Gifts that Come Naturally v. Gifts that Require Great Efforts
In my other job besides doing dream work I work in the area of physical education with young children between the ages of 5-7. The other day I was reminded of the principle in the title after meeting with the parents of one of my six year olds. The student received great evaluations in all areas except for mine where in comparison to others his age, he is developmentally behind. The parents were well aware of his situation because they have a two year old who in many ways is more advanced in terms of coordination and motor ability. The child is very bright and will sit down with the father watching The Discovery Channel and then having long conversations about science-related things.
When the child comes to me for class, I see him as needing a lot of work to develop the physical education skills, but in most of the rest of the curriculum teachers see him as gifted. This is sometimes the case with physical education, but usually it is the opposite where we have very gifted athletes who are not so gifted academically.
The meeting with the parents reminded me that the child was very gifted naturally in the area of science, but in order to develop competence in the area of physical education, it was going to take massive efforts. So then it dawned on me that, in my view, it was perfect for that child. He has a natural gift for science, but he also has a responsibility to develop his body. The former he breezes through with little effort and gains all kinds of key insights, but up until this point the latter has suffered to the point where he gives up so easily on himself with physical activities. I told the parents that it was great for him that he had to make so much effort to make physical progress because that is where he was going to learn how to solve the very most difficult problems that require effort. Up until this time everyone had given recognition to his gifts in science, but had given up on his physical abilities.

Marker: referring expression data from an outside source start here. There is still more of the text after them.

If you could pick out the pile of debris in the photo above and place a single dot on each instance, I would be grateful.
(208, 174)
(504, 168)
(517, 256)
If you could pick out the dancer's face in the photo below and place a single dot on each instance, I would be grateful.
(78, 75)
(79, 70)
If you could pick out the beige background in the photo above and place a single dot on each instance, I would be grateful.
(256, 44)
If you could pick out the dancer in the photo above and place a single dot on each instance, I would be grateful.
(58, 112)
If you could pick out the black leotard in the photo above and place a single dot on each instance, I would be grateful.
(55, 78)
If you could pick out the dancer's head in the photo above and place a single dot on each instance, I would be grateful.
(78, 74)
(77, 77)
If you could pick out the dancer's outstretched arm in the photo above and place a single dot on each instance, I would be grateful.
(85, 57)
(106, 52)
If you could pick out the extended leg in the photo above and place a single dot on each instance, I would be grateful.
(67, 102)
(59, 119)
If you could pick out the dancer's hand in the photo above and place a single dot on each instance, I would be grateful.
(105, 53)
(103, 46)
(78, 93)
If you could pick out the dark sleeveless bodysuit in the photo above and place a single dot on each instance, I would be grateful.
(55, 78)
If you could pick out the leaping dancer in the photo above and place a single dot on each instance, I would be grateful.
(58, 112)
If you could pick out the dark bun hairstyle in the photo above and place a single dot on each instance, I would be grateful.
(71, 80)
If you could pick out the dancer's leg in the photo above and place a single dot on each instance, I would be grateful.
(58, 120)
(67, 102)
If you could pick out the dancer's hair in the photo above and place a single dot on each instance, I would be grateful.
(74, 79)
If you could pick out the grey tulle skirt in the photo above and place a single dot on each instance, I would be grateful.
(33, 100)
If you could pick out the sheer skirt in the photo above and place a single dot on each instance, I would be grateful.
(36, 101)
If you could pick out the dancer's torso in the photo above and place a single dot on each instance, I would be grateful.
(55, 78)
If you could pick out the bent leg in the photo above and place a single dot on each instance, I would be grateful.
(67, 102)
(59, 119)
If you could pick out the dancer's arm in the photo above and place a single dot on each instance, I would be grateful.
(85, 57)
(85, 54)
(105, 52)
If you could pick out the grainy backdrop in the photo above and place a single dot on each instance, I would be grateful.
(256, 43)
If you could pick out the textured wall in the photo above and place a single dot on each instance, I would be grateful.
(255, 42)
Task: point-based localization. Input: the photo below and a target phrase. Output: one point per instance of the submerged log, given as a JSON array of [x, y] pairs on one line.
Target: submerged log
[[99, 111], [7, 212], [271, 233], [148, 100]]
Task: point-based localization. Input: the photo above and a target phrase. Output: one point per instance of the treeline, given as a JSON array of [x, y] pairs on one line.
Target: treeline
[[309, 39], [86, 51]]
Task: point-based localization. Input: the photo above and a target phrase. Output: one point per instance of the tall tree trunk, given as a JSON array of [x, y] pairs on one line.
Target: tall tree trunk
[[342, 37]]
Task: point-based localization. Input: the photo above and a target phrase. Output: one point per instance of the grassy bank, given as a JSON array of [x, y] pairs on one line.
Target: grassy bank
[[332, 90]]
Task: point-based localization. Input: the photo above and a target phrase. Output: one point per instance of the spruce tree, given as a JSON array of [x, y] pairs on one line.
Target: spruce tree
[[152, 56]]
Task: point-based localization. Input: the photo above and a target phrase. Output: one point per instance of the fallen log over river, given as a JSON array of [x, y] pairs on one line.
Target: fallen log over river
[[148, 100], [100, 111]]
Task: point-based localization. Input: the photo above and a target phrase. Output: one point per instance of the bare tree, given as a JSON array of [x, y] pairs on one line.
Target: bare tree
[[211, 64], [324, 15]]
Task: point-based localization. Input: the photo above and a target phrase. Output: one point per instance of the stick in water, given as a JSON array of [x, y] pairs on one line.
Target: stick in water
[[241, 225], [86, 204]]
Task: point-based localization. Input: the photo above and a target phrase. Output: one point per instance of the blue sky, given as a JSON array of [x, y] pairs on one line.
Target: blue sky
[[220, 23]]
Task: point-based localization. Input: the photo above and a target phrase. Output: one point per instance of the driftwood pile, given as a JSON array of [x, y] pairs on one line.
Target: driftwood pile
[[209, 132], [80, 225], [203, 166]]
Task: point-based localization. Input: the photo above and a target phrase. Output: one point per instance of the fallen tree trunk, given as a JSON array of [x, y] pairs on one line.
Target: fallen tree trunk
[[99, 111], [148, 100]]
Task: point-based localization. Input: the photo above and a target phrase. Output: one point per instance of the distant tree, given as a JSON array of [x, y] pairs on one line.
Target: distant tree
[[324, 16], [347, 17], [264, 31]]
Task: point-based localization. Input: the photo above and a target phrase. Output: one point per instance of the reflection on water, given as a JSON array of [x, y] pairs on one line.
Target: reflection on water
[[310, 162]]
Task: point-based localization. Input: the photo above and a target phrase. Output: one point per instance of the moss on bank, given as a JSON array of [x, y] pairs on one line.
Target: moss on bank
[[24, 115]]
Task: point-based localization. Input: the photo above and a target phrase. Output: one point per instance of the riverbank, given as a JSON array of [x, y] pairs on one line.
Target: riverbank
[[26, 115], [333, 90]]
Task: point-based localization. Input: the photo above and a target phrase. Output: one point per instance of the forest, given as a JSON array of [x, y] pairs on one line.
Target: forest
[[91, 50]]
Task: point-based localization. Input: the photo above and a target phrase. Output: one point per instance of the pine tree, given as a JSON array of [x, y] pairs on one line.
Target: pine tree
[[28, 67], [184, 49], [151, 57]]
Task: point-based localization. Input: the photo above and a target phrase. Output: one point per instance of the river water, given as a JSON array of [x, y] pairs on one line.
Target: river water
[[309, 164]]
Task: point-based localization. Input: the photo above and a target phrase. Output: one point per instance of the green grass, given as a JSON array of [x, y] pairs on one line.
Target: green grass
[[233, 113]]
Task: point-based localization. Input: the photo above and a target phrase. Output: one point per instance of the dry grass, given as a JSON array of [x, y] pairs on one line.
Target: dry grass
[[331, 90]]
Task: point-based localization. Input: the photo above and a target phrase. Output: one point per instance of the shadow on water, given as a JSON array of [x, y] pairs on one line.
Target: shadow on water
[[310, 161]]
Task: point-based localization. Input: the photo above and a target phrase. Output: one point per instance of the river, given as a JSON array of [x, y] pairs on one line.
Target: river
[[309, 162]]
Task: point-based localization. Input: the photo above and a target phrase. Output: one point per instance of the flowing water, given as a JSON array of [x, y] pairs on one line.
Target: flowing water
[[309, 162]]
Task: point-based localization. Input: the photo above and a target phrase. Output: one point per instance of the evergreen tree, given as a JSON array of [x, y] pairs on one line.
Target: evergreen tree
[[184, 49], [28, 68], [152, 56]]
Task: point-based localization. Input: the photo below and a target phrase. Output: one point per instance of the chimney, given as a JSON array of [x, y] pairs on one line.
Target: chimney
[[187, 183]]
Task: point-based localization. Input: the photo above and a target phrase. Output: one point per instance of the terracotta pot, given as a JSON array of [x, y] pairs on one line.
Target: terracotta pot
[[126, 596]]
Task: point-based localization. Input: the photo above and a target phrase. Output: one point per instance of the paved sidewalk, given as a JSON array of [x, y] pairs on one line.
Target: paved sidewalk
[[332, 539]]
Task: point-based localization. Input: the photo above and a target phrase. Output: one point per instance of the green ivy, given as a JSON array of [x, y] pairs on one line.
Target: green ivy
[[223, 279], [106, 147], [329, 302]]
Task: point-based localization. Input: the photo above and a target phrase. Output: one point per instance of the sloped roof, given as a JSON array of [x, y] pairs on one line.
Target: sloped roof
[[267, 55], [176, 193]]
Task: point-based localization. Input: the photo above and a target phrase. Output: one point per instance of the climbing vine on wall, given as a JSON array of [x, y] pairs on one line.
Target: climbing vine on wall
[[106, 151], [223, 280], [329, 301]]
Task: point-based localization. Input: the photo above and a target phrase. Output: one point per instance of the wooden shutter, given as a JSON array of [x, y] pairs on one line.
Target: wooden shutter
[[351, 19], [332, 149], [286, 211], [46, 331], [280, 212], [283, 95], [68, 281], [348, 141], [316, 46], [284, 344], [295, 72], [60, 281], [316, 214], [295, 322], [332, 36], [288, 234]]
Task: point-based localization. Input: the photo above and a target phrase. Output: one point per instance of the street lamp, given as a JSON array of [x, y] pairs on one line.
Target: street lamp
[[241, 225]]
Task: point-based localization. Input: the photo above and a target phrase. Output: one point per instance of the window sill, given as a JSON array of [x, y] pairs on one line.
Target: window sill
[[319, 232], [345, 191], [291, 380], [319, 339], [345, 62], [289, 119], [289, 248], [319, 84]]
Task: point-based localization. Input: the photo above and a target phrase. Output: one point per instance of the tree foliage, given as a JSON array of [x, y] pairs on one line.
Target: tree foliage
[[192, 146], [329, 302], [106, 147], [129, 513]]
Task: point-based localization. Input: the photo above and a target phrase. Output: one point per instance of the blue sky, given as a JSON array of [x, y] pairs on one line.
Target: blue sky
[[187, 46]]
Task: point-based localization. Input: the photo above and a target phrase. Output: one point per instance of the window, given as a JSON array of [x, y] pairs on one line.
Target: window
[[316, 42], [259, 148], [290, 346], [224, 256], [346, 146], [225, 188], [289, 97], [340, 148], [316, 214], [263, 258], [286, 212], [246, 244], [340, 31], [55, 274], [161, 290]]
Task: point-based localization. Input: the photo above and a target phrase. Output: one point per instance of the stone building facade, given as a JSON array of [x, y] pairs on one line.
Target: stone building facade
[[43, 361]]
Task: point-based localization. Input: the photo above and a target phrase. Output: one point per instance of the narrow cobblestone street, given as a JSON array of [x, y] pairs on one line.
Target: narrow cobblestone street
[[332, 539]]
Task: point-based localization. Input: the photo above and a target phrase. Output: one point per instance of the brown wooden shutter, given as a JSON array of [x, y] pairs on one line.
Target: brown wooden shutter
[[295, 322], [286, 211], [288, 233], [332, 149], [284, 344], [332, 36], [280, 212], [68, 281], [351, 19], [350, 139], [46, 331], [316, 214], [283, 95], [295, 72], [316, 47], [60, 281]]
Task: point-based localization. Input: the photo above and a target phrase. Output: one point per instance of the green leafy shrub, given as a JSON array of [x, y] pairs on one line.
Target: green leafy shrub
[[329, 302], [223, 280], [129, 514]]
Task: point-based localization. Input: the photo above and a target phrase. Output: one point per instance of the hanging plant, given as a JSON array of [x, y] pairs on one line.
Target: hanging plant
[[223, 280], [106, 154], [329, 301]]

Something magical happened between the time that I met with the parents and the next class which was today. When he came to class, he made a massive effort and started accomplishing things that I didn’t believe he could hitherto ever accomplish. It was pretty spectacular.
If you had read the book, The Element, by Ken Robinson, you know that his focus is on recognizing the gifts that come naturally to a person, but are often missed in school. This is because schools are not oriented toward looking for gifts and developing them. They are looking to develop abilities to serve the current machine. If a person has a natural gift such as someone like the great tennis player, Roger Federer, basically the work of developing their ability is to put them in the right environments with the right teachers, and then they flourish. This is what is usually missing in our culture because we are fearful of our children living a life of poverty outside of the current economic culture.
The less explored territory is how to take an area that is extremely weak in comparison to the rest of yourself or others and develop it until it becomes a gift. The traditional approach is to look at someone’s weakness and then try to develop those areas by a lot of extra work. For instance, if a child is great tennis player, but a poor math student, then the thinking is to give the child a lot more math. The reason it doesn’t work very well is that the being of a person puts up a great deal of resistance when the natural gifts are not first recognized and nurtured. So the first step in the development of the above scenario is to provide the environments were the tennis can grow. When that is secure, then the being relaxes and becomes open for the secondary so-called weaknesses to become strengths. Both practices seem to need to go on simultaneously.
If I am in doubt about myself, then I usually rely on my dream life to tell me where the priority is, but generally speaking if you have developed in the area where you have a great deal of natural skill, then at some point the weaker areas will want their turn. This is where the really difficult transformations take place and where most of us do our hiding from ourselves. This is where we get lazy and give up on ourselves and tell ourselves that we cannot change.
Before anyone starts the secondary work, you really have to do the initial work which is to go against the culture and forefathers to develop your primary gifts which always have a rebellious element to them because they are intrinsic designed to change your family and culture. The primary gifts, the ones natural to you, transform the world. If you actualize them, people’s lives around you change for the better. The secondary work gives you a belief in yourself that absolutely anything is possible because you change the most stubborn part or weakest one.
To do the secondary work, you first need to ask yourself where you are most likely to give up on yourself or in your life. Where do you feel the least amount of hope for change? Once you have discovered the answer to those questions, then you need to have a strong belief that you can transform the weakness into a gift.
Then you can do the transformation work daily until that weakness becomes a strength. You know you have done the complete work when your identity changes. So for instance, if people used to call you shy, now they would name you as outgoing or courageous. If you used to call yourself sloppy and disorganized, now you would name yourself organized. These gifts take a lot of work because there are usually a great many negative emotions wrapped around them that need to be dealt with, but when this work is done you get an even a great satisfaction than developing your natural gifts and then anything becomes possible.